I don’t know why the original selection panel rejected Dacre, but I can guess. It would surely have rejected him because, far from being independent and mainstream, he was a confrontational, right-wing, Brexit-supporting crony of the Prime Minister.
It would have rejected him because most decent people disliked the sort of intolerance, vindictiveness and exploitation of fears and prejudice that the Mail so often practised under his editorship – its demonisation of migrants and welfare recipients, its vilification of those who passionately believed that Britain should remain in the European Union, or its description of Supreme Court justices as “enemies of the people”.
It would have rejected Dacre because, for all his protestations that he would “die in a ditch” for the BBC, he has a long record of hostility towards an organisation whose free-to-view website competes with the Mail online, and that he has accused (with scant evidence) of being “in every corpuscle of its corporate body, against the values of conservatism”, of promoting “cultural Marxism”, and of “imposing a monoculture” on the country.
The government’s attempt to put Dacre in charge of Ofcom was, in short, provocative and inflammatory. It would have been like putting a big game hunter in charge of the Royal Society for the Prevention of Cruelty to Animals, or appointing Richard Dawkins Archbishop of Canterbury – or, for that matter, making Nadine Dorries culture secretary.
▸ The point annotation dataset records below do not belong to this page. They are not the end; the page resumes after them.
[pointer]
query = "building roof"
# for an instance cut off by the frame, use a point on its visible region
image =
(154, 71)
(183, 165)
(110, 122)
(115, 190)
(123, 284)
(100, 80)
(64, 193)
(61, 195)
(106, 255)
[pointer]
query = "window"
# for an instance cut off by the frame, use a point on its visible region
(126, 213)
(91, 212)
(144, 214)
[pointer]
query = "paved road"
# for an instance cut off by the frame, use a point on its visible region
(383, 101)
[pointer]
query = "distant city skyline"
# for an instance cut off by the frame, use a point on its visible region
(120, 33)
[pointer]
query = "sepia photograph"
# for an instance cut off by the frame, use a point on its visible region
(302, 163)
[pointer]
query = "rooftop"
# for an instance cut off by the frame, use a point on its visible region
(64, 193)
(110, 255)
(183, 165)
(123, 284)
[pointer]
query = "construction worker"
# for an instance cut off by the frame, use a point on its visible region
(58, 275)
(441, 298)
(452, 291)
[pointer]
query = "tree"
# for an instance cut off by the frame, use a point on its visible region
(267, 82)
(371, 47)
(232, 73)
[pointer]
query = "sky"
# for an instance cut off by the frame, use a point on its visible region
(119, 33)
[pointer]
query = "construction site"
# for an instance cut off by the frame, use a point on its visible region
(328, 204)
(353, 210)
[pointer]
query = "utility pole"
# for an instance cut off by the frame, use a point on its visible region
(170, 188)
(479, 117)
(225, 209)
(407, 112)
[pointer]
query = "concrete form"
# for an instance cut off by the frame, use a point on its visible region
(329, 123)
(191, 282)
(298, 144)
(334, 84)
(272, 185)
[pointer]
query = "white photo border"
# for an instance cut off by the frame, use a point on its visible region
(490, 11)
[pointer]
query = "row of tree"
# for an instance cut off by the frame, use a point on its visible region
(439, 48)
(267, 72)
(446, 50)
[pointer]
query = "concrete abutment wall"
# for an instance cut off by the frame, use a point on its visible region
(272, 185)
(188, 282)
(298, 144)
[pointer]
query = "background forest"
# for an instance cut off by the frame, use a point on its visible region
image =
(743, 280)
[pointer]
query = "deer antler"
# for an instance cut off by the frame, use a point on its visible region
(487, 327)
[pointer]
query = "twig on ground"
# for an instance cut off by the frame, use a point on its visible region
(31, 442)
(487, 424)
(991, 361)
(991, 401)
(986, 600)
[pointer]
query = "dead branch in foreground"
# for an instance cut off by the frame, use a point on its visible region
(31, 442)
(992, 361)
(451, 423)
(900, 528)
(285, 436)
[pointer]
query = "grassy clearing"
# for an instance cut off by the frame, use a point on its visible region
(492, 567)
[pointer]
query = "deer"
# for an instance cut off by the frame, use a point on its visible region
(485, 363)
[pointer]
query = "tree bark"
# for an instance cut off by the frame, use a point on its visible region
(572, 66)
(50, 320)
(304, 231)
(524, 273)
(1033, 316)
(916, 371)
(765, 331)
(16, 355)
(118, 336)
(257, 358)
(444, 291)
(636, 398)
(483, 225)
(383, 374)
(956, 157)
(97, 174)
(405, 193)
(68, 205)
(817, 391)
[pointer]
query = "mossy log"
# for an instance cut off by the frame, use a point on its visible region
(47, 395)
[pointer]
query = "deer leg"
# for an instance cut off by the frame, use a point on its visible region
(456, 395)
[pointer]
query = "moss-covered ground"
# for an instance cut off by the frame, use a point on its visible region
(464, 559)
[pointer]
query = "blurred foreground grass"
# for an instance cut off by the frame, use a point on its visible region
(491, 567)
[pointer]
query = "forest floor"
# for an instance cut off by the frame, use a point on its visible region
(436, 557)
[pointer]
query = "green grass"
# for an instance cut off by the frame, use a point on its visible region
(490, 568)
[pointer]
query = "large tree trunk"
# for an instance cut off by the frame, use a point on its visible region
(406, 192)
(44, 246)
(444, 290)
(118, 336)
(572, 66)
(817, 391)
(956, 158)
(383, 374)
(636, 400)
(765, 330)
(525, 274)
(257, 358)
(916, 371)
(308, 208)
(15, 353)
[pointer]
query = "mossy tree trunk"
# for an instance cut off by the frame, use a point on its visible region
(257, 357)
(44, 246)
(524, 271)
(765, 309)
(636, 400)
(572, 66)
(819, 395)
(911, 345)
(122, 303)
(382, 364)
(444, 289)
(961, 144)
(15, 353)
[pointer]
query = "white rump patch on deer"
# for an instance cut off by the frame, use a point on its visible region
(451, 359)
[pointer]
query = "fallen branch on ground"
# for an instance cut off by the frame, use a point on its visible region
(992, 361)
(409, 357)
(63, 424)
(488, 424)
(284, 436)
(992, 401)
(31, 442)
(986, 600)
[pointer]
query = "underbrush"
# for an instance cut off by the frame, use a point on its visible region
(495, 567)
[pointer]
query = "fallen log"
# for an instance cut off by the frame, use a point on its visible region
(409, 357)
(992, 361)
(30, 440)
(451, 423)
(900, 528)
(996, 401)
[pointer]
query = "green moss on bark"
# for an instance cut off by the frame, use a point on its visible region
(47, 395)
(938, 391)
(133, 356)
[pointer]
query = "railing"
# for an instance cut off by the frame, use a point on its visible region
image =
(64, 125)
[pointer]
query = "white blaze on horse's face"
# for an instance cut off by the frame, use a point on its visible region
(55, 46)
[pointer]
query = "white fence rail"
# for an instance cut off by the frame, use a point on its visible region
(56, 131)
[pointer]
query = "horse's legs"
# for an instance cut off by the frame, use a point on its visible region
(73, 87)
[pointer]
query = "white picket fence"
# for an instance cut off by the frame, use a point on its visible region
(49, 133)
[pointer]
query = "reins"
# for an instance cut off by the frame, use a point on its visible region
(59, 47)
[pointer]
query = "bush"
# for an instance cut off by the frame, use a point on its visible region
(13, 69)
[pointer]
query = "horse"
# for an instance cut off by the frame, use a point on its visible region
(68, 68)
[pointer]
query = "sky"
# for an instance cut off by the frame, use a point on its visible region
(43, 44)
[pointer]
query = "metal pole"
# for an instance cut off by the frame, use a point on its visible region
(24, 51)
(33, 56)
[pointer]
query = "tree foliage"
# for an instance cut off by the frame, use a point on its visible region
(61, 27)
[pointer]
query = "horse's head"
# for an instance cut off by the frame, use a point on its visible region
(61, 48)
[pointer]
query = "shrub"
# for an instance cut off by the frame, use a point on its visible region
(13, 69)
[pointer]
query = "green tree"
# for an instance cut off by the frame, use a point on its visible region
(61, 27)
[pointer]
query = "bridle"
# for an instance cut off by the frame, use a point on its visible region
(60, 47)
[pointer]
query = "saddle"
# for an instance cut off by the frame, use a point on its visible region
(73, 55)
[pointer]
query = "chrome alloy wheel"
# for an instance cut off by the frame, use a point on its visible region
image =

Ofcom may well need a chair who challenges the status quo, and who can take on the tech giants as Dacre would have done, but it would be absurd to suggest that the government could find no strong candidate other than Dacre to do that job.
We all know why Johnson wanted him in the post. It was for the same reason that surely he wanted to install his old Telegraph chum, Charles Moore, as BBC chairman, namely to pursue his government’s vendetta against an institution whose real offence is not its alleged liberal-left bias but its independence. He wanted to neuter another of the democratic checks and balances on his power, just as he has sought to neuter the cabinet, parliament, the civil service, the judiciary and the election commission.
Although the Ofcom interview panel rejected Dacre in May, the government refused to accept its decision. A new, more biddable panel was appointed. Of its three members, two are closely associated with Robbie Gibb, the former Downing Street communications chief who helped found GB News.
The job description was also tweaked to favour a more aggressive applicant. The new chair would have to work “effectively”, not “collegiately”, with his or her fellow board members, and develop a “productive” rather than “positive” relationship with Melanie Dawes, Ofcom’s chief executive.
Why, in the end, Dacre did not reapply for the £142,500, three-day-a-week post (with a peerage doubtless to follow) is also a matter for conjecture. Was it because Rothermere offered him the editor-in-chief’s job before he could do so? Or did Rothermere offer him the editor-in-chief’s job because the Prime Minister could no longer back him for the Ofcom post?
Earlier this month Johnson had engaged in a very similar effort to disband parliament’s independent standards committee and replace it with a Tory-controlled one in order to save his errant colleague and fellow Brexiteer, Owen Paterson. That ended disastrously, with Johnson forced to back down by public outrage. With his troubles mounting perhaps the Prime Minister simply could not risk another such blatant stitch-up.
The BBC has been spared Dacre’s regulatory oversight. But it seems unlikely that the Mail will remain what it had become under Geordie Grieg – an increasingly moderate, centre-right newspaper that did not hesitate to criticise this inept and dishonest Conservative government.
Martin Fletcher is a former foreign editor of the Times.